Make this creamy ricotta and egg toast for a high-protein breakfast that feels gourmet but takes only minutes to prepare. It is a satisfying and simple morning meal.
Author:cookingbycarla
Prep Time:5 min
Cook Time:5 min
Total Time:10 min
Yield:1 serving 1x
Category:Breakfast
Method:Pan-Frying and Toasting
Cuisine:American
Diet:Vegetarian
Ingredients
Scale
2 slices artisan bread or sourdough
1/2 cup whole milk ricotta cheese
1 large egg
1 teaspoon olive oil
Pinch of salt
Pinch of black pepper
Optional: Red pepper flakes or fresh herbs for topping
Instructions
Toast your bread slices until golden brown.

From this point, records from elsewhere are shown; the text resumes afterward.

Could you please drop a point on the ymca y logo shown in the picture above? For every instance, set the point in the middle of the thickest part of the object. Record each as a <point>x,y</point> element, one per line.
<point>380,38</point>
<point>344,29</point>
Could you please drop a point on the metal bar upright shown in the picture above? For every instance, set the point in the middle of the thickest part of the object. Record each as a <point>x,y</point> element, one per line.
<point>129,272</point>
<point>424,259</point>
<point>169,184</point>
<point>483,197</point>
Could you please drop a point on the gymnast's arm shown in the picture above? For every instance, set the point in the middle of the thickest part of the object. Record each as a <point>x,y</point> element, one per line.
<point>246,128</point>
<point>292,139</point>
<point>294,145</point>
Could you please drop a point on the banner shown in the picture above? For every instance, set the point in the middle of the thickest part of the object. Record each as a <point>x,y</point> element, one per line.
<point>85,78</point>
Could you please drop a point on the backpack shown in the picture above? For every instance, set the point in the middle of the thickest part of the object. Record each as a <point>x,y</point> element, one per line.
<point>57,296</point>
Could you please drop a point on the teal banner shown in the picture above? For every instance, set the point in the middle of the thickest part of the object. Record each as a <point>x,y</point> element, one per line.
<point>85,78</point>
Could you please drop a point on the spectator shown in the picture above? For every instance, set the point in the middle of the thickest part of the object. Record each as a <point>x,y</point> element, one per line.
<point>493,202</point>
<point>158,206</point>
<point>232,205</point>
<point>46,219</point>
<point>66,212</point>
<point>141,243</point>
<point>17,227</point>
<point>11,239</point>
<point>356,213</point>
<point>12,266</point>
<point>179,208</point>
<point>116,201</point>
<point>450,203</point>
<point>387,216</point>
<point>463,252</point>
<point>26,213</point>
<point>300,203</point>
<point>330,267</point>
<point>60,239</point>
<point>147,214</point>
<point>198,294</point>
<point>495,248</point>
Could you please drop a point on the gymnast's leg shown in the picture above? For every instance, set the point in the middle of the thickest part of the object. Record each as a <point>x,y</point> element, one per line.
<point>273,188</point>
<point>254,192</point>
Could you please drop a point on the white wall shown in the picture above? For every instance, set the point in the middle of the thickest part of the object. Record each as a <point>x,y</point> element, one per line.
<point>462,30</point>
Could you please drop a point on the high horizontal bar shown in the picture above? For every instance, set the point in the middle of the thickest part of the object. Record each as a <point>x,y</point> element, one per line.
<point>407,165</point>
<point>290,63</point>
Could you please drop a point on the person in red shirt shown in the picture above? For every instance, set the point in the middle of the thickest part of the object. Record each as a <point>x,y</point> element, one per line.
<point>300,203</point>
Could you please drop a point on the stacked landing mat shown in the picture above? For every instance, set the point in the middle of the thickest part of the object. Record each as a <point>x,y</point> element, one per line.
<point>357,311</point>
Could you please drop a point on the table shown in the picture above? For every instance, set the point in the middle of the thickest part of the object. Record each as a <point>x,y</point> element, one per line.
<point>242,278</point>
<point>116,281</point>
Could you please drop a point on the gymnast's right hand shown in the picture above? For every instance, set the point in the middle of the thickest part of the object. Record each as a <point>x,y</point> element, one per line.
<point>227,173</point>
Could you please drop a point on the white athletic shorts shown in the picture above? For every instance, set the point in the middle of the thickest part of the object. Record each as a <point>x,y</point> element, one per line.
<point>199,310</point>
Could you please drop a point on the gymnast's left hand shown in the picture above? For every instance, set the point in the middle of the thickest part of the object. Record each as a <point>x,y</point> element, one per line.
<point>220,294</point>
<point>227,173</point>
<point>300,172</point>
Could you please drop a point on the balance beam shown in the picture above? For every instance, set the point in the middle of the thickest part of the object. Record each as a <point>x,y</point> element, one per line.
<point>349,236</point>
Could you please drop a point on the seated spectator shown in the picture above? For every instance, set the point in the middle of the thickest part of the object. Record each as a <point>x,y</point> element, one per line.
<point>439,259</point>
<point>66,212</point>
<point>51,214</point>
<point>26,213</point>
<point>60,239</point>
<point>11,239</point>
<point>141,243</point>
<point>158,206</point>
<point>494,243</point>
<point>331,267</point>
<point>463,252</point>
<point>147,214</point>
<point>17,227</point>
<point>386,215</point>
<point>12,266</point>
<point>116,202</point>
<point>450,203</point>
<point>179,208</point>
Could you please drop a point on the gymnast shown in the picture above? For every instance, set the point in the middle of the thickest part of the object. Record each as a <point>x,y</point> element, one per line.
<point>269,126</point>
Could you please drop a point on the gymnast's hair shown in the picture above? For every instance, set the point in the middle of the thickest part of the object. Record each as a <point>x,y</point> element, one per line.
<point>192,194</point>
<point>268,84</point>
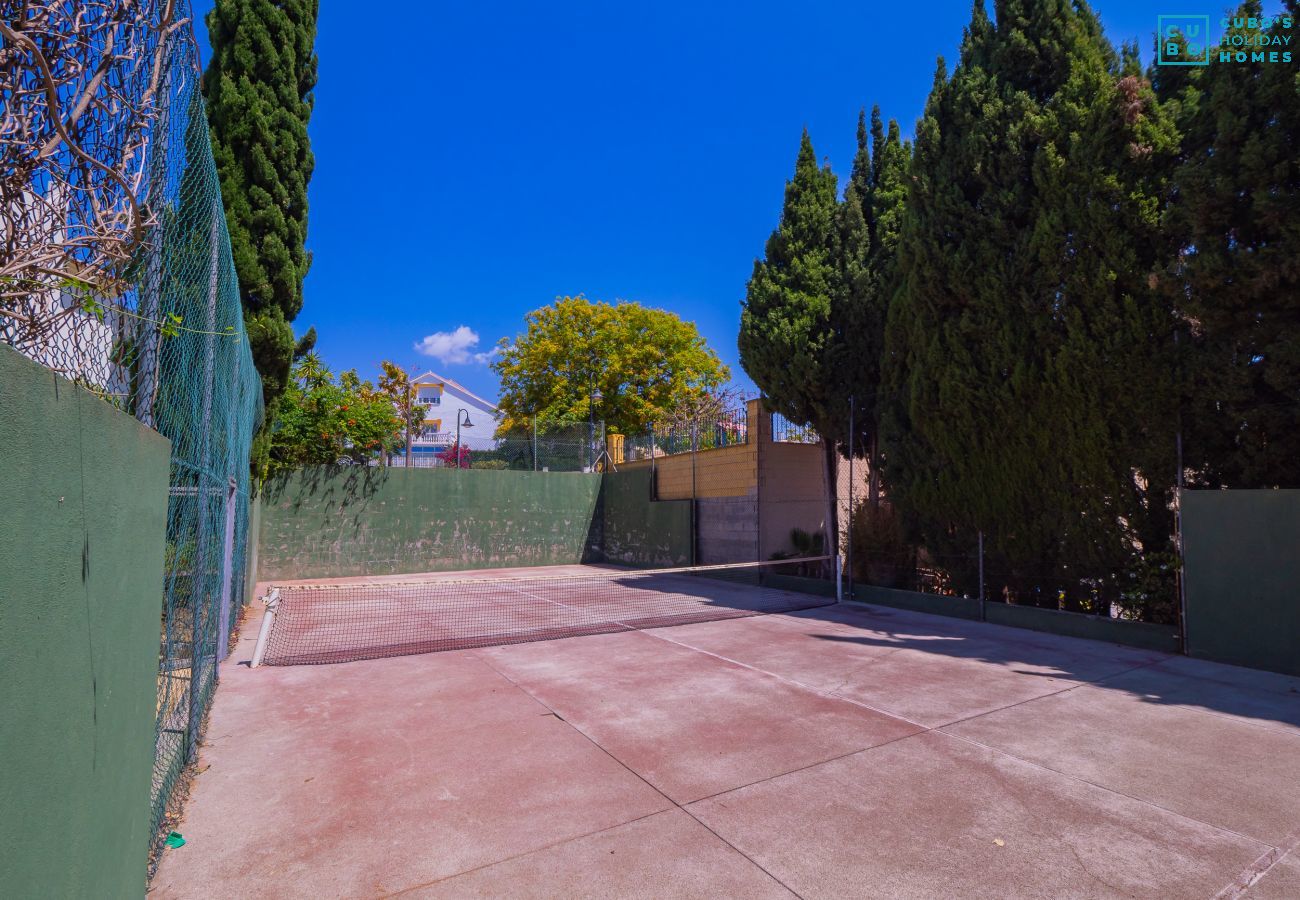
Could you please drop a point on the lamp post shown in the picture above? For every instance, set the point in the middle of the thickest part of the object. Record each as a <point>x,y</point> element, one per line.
<point>590,423</point>
<point>467,424</point>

While the bread toasts, prepare the egg. Heat the olive oil in a small non-stick skillet over medium-low heat.
Crack the egg into the skillet. Cook the egg to your preference, aiming for a runny yolk for the best texture. Season with salt and pepper.
Spread the ricotta cheese evenly over the surface of both toasted bread slices.
Carefully place the cooked egg on top of one slice of ricotta toast.
Season the egg with additional salt and pepper, and add red pepper flakes or herbs if desired.
Place the second slice of toast on top to create a sandwich, or serve open-faced. Serve immediately for a quick, protein-packed breakfast.
Notes
Use whole milk ricotta for the creamiest texture.
If you prefer a different egg style, poaching or frying the egg separately works well.
This recipe is easily adaptable; try adding a drizzle of honey for a sweet and savory contrast.